Christmas Prep – November 2020

Around a year ago, Walter and Kathy asked if I would be interested in attending a day-long workshop on management. Considering I was going to get what amounted in my mind to a paid day off to learn, the answer was of course, yes. I won’t bore you with the details, but I wound up learning quite a lot that day. In fact, I use a lot of the lessons learned there almost every day in my responsibilities as retail operations manager. 

One thing I learned, in particular, was the concept of putting things in different buckets. You should always have three buckets. The first is where you put things that are both important and vital. These things need to happen, or whatever it is you’re trying to do won’t get done. For instance, paying the electricity bill for the LittleStore. The second is where you put things that are important, but not vital, such as plugging in the open sign every morning in the LittleStore. Finally, there are things which are neither important nor vital, the things that can be put off for another day.

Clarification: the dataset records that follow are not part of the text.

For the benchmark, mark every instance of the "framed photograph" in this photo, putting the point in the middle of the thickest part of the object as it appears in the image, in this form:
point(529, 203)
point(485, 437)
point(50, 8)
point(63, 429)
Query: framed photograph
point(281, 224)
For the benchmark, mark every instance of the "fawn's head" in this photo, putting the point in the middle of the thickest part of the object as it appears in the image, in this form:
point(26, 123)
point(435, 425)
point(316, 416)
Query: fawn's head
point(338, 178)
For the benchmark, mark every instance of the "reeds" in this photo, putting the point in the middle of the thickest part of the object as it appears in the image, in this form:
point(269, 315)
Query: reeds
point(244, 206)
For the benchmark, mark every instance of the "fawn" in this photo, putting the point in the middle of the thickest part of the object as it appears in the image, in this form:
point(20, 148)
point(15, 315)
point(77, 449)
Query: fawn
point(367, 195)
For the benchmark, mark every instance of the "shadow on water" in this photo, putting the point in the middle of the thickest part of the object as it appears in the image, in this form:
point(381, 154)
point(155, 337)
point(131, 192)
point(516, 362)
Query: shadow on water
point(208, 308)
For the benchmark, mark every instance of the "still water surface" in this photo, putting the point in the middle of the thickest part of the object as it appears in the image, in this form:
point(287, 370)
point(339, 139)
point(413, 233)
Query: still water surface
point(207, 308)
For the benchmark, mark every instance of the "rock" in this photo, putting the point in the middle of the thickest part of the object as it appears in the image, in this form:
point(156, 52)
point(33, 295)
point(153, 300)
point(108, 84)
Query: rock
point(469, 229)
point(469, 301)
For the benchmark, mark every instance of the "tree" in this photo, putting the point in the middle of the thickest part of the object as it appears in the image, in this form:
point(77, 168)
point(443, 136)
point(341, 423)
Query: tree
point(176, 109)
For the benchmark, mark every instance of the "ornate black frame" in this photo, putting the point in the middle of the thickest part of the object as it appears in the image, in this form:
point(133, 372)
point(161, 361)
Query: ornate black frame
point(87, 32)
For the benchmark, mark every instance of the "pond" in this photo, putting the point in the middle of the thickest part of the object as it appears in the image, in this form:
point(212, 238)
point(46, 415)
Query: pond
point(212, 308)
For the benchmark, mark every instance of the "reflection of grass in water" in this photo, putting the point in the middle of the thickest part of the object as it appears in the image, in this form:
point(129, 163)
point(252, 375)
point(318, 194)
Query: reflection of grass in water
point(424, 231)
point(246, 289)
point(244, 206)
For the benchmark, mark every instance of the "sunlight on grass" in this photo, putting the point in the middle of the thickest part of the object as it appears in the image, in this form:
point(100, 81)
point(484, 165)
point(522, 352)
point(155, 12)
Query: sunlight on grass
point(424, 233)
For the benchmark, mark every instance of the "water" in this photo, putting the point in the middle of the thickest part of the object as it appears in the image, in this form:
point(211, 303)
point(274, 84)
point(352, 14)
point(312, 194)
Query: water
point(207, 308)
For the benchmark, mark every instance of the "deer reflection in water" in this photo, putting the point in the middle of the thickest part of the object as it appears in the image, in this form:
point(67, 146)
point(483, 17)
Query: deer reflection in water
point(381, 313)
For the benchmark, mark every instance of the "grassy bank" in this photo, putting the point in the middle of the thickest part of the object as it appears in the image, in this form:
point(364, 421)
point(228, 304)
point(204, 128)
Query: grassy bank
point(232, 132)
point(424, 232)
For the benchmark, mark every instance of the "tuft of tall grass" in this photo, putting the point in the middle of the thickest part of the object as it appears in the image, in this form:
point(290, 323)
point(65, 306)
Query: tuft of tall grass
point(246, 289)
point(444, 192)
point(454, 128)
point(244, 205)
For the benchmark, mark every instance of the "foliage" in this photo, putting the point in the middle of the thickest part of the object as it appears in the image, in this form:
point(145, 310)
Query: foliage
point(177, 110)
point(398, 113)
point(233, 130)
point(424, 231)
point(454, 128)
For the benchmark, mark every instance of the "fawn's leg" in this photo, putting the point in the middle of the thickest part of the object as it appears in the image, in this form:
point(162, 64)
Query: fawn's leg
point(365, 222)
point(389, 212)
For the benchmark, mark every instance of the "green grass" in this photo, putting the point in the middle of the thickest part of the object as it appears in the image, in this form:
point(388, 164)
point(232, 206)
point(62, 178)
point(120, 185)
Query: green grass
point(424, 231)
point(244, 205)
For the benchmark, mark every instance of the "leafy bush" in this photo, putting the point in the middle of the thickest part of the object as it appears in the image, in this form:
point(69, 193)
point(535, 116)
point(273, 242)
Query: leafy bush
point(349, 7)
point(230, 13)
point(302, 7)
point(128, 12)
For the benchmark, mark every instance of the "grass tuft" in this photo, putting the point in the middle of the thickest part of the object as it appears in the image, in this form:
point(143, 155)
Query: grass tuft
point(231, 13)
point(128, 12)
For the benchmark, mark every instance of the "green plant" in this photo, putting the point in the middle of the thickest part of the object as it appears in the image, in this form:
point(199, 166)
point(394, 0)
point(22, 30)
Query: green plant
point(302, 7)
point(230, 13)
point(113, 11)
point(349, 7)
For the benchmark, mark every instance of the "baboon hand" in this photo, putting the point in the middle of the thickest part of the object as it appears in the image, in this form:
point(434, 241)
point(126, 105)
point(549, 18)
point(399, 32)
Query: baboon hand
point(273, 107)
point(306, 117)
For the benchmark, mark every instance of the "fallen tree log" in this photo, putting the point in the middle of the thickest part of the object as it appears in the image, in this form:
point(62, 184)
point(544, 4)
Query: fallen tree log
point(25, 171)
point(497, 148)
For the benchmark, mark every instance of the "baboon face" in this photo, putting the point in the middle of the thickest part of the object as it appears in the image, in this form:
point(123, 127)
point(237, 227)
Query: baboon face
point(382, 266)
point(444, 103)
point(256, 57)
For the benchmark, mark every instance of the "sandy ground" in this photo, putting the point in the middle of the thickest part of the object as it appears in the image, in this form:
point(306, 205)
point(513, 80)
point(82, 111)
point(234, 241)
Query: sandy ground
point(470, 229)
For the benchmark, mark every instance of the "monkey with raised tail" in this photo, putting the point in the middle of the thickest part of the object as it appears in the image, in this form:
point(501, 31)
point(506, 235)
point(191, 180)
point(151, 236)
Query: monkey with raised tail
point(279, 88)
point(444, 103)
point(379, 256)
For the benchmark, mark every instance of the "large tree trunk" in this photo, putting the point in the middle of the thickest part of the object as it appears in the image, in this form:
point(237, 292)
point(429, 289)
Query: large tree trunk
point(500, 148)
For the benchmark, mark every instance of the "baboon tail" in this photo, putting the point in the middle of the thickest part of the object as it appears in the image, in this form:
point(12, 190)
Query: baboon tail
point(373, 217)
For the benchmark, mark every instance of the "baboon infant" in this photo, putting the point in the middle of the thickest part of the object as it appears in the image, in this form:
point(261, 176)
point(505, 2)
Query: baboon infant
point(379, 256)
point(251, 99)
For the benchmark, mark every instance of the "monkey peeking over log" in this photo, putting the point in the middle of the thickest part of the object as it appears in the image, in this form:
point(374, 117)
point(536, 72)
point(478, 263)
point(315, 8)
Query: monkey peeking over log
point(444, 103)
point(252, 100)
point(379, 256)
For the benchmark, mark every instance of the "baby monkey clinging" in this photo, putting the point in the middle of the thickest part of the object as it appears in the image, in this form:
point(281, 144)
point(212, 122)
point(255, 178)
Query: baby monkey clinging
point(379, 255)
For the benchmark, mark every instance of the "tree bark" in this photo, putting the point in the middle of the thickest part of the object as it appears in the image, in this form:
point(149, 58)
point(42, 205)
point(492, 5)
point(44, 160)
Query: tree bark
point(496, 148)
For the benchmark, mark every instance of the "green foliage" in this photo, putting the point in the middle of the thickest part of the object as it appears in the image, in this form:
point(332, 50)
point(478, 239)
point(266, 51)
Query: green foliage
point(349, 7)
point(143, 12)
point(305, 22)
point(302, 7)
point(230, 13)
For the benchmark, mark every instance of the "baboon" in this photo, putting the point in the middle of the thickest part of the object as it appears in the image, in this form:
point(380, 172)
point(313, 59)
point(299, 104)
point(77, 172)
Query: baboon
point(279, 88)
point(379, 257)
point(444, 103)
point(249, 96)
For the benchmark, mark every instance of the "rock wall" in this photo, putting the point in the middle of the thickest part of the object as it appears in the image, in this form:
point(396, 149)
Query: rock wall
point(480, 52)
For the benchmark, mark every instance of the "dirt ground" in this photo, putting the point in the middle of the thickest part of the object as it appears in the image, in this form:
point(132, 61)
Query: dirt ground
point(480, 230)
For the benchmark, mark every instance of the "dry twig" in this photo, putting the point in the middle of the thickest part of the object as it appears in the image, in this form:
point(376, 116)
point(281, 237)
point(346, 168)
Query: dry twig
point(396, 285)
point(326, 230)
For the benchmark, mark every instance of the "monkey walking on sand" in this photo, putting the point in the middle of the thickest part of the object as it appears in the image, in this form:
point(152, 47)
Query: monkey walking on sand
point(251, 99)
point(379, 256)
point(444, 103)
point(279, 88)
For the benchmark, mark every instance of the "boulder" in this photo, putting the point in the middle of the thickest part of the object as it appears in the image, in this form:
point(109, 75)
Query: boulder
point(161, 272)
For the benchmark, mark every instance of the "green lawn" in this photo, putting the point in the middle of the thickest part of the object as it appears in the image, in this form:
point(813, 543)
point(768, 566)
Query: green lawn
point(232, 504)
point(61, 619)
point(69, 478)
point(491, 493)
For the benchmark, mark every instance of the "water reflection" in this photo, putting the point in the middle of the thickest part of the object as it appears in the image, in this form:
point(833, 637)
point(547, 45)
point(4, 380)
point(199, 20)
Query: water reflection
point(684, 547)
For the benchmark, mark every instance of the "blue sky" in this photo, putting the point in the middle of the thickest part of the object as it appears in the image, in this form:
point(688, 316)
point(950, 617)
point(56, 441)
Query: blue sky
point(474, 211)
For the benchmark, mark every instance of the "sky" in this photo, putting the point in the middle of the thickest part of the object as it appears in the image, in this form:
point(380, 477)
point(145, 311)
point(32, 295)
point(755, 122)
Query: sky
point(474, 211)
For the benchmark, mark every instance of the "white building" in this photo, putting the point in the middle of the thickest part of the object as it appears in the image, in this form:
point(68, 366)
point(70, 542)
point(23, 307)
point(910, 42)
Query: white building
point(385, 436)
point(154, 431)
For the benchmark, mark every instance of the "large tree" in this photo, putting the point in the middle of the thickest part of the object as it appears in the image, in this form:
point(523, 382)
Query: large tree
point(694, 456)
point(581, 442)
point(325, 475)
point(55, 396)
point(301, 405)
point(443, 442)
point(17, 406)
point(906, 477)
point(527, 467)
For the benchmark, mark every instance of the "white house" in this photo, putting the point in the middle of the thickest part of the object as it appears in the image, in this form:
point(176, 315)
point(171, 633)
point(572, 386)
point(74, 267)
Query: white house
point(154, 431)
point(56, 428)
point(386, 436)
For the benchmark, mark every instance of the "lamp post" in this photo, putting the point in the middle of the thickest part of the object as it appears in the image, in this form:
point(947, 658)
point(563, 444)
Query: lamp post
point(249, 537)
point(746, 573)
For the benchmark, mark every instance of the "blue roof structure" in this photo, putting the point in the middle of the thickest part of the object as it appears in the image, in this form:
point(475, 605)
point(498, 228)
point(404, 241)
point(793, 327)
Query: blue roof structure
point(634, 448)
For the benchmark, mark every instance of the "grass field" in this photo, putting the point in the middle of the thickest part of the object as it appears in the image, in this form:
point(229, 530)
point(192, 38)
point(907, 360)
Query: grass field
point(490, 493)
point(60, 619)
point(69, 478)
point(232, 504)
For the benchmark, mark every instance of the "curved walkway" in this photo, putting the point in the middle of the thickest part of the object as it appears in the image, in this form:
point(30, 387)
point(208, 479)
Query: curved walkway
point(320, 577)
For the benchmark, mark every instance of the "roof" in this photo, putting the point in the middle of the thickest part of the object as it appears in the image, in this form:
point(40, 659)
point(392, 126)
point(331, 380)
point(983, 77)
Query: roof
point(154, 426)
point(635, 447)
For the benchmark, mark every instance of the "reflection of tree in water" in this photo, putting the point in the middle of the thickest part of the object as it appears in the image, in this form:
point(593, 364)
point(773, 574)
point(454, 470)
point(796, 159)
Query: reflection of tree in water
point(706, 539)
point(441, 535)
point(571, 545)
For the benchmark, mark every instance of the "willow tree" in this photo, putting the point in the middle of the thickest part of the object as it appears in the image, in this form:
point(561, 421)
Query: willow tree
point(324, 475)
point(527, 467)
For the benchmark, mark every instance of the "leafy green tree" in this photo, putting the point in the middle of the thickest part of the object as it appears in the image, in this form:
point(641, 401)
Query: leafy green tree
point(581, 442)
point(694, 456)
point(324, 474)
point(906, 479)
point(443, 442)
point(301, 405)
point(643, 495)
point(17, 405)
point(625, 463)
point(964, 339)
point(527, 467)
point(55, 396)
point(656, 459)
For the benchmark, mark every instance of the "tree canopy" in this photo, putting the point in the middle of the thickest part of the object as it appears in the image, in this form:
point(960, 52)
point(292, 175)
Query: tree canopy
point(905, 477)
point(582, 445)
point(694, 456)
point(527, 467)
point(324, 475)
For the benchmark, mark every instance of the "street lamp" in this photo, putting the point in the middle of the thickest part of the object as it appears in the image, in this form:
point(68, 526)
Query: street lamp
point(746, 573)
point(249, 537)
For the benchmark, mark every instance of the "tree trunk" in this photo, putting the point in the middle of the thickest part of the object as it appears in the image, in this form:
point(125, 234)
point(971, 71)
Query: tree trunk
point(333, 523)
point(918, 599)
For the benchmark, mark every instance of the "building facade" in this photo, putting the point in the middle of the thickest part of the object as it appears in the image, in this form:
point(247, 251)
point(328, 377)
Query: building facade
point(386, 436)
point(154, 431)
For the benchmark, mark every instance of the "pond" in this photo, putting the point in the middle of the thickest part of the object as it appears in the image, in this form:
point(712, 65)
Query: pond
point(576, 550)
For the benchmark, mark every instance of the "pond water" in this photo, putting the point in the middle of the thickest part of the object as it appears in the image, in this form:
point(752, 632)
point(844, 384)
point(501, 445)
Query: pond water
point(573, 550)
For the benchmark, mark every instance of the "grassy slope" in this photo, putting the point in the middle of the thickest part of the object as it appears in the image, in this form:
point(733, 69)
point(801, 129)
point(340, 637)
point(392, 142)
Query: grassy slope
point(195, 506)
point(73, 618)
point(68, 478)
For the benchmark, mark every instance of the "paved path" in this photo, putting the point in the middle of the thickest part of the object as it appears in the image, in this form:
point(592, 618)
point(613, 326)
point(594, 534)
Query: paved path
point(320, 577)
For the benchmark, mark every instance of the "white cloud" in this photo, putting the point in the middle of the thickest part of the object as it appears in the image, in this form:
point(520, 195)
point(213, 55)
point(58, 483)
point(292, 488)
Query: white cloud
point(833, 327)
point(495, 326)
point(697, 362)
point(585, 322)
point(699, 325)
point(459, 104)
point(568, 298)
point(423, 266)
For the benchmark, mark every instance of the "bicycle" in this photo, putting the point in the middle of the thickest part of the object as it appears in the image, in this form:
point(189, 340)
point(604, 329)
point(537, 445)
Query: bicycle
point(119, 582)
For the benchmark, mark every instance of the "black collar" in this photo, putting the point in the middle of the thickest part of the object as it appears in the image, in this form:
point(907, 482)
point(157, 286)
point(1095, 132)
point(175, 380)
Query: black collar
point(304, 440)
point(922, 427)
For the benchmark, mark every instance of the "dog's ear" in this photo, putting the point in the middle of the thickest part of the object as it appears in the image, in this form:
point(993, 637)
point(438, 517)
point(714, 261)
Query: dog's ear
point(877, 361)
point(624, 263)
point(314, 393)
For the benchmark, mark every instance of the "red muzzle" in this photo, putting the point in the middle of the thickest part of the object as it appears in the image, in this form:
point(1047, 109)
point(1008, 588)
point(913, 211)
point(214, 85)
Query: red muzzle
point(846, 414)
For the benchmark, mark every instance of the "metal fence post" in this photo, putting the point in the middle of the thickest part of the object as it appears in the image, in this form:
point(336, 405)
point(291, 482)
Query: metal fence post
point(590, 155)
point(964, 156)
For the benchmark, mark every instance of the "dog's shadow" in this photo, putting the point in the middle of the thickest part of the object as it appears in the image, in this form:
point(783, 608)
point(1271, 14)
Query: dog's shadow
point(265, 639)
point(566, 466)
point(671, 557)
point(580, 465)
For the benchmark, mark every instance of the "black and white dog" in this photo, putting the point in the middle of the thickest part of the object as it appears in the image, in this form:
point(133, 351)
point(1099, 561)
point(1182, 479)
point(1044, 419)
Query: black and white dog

Now, as he was introducing these concepts to us, the instructor would ask the class for examples. I wasn’t sure about an example for items that were both important and vital, but when he asked about an example for that second bucket, important but not vital I was quite sure. You see, I had been informed earlier in the month that I had a drop-dead date, every Christmas decoration we own had to be displayed in the LittleStore by the first Saturday in October. Tentatively, shyly, I raised my hand thinking that it sounded ridiculous, but that it also fit the bill. “Who cares about Christmas decorations in October,” I thought, even as my hand went into the air.

I hadn’t said anything all class, so the instructor called on me as soon as he saw my hand raised. I answered and the instructor slapped his hands together loudly. “That’s one of the better examples of the second bucket,” He said with a laugh. Something that needed to be done, but wasn’t the end of the world. 

On Saturday, October 3rd, I put all the Christmas decorations up again. Christmas lights, our nativity scene, Christmas music playing, and boxes of Christmas items for the customers in the store to peruse. The idea doesn’t seem as ridiculous as it once did. Why shouldn’t I be thinking about Christmas in October? Hopefully, I never get as bad as Walter and Kathy, who seem to think of Christmas constantly. 

I’ve even started thinking about putting those decorations in a different bucket, maybe they belong in bucket number one after all (except the Christmas music).